[jboss-jira] [JBoss JIRA] (JGRP-2406) MERGE3 not working with TCP using ForkJoinPool

Mon Mar 9 12:41:00 EDT 2020

    [ https://issues.redhat.com/browse/JGRP-2406?page=com.atlassian.jira.plugin.system.issuetabpanels:comment-tabpanel&focusedCommentId=13992944#comment-13992944 ] 

Bela Ban commented on JGRP-2406:
--------------------------------

[~opeyrusse] OK, I think I know what happened, looking at {{timeline.txt}}.

The FJP has N worker threads, by default the number of cores available. While I'm not very familiar with the FJP, I read that it is a bad idea to submit tasks which can block (e.g. on I/O).

So when the 3 members get a {{VIEW_REQ}}, they send back a {{VIEW_RSP}}. However, that message is not received at all, only *after* the merge request times out. This is an indication that the FJP was exhausted and only processed the {{VIEW_RSP}} messages _after_ the timeout.

With real pools (regular or internal), the rejected messages are either dropped or processed by the internal thread pool or (in the worst case) by spawning a new thread, but they don't block until a worked is available.

So, in a nutshell, I don't recommend use of the FJP. Is there a reason you enabled it?
Note that you can inject your own thread pool into the transport, e.g. in cases where JGroups should use the application's thread pool.

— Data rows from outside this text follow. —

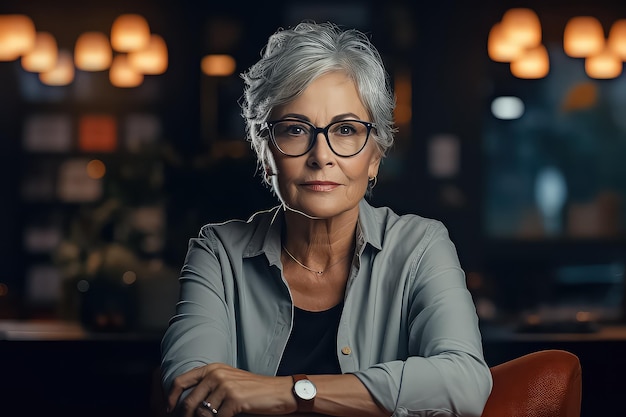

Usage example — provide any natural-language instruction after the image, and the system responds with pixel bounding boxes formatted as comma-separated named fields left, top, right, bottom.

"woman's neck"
left=282, top=211, right=358, bottom=270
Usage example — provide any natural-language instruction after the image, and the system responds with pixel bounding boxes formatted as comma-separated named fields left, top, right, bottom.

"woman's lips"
left=302, top=181, right=339, bottom=191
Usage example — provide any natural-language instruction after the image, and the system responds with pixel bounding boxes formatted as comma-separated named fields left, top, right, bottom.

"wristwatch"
left=292, top=374, right=317, bottom=412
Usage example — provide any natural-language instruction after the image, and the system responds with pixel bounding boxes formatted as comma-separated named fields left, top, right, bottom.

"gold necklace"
left=283, top=245, right=348, bottom=275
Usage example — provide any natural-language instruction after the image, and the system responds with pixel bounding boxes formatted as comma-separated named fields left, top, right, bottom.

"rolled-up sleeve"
left=355, top=223, right=492, bottom=417
left=161, top=229, right=235, bottom=390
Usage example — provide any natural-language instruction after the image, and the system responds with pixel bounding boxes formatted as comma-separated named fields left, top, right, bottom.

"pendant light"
left=111, top=14, right=150, bottom=52
left=128, top=34, right=167, bottom=75
left=39, top=50, right=74, bottom=86
left=501, top=8, right=541, bottom=48
left=0, top=14, right=36, bottom=61
left=607, top=19, right=626, bottom=61
left=74, top=32, right=113, bottom=71
left=511, top=45, right=550, bottom=79
left=109, top=55, right=144, bottom=88
left=22, top=32, right=59, bottom=72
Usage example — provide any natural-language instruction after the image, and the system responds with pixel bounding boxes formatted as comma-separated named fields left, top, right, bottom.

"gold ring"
left=202, top=401, right=217, bottom=414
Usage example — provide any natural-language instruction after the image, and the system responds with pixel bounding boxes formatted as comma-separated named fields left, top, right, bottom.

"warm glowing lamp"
left=501, top=8, right=541, bottom=48
left=0, top=14, right=36, bottom=61
left=487, top=23, right=522, bottom=62
left=39, top=50, right=74, bottom=85
left=607, top=19, right=626, bottom=61
left=200, top=54, right=236, bottom=77
left=563, top=16, right=605, bottom=58
left=111, top=14, right=150, bottom=52
left=128, top=35, right=167, bottom=75
left=511, top=45, right=550, bottom=79
left=22, top=32, right=59, bottom=72
left=74, top=32, right=113, bottom=71
left=585, top=48, right=623, bottom=79
left=109, top=55, right=143, bottom=88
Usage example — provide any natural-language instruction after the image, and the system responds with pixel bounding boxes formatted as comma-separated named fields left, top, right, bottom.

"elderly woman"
left=162, top=23, right=492, bottom=417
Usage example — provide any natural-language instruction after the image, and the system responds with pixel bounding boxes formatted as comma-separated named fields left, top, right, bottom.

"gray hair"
left=241, top=22, right=395, bottom=171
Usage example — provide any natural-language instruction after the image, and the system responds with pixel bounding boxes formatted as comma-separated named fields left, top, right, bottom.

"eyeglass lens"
left=272, top=120, right=370, bottom=156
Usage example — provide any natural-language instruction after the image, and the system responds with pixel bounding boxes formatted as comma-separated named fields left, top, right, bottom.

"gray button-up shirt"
left=161, top=200, right=492, bottom=416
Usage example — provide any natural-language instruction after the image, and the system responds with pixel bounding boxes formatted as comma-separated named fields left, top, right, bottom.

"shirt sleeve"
left=161, top=228, right=235, bottom=390
left=355, top=222, right=492, bottom=417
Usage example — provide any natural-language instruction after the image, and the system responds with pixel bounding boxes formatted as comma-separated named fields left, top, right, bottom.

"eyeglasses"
left=262, top=119, right=376, bottom=157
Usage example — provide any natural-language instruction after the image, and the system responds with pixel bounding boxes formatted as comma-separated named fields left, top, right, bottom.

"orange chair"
left=482, top=350, right=582, bottom=417
left=150, top=350, right=582, bottom=417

> MERGE3 not working with TCP using ForkJoinPool
> ----------------------------------------------
>
>                 Key: JGRP-2406
>                 URL: https://issues.redhat.com/browse/JGRP-2406
>             Project: JGroups
>          Issue Type: Bug
>    Affects Versions: 4.1.8
>            Reporter: Olivier Peyrusse
>            Assignee: Bela Ban
>            Priority: Minor
>             Fix For: 4.2.1
>
>         Attachments: logs.tgz, project.zip, timeline.txt
>
>
> With JDK11, using the TCP protocol with the ForkJoinPool is causing constant failures of MERGE3.
> I consistently observed the following, from the point of view of a member M
>  - M asks for other coordinator views. It contacts A and B
>  - A and B send their views
>  - M waits and timeouts for receiving views and abort the merge
>  - immediately after aborting the merge, M process messages containing the views of A and B.
> In  [^timeline.txt], you will see the extracts for logs from the various members at play.
> After many experiments, the one parameter causing this issue is in the TCP protocol.
> {code:xml}
> <TCP
>    ...
>    thread_pool.use_fork_join_pool="true" />
> {code}
> Setting {{thread_pool.use_fork_join_pool}} to true repeatedly produces the problem, while using {{thread_pool.use_fork_join_pool}} with false works fine.
> Project details: 
>  - as tested within Kubernetes, this project uses KUBE_PING as its discovery protocol
>  - to understand the reason for the failed merges, I created the protocol MERGE4, that is MERGE3 with additional logs.
>  -  [^logs.tgz] contains all logs from the various members involved in the test.

--
This message was sent by Atlassian Jira
(v7.13.8#713008)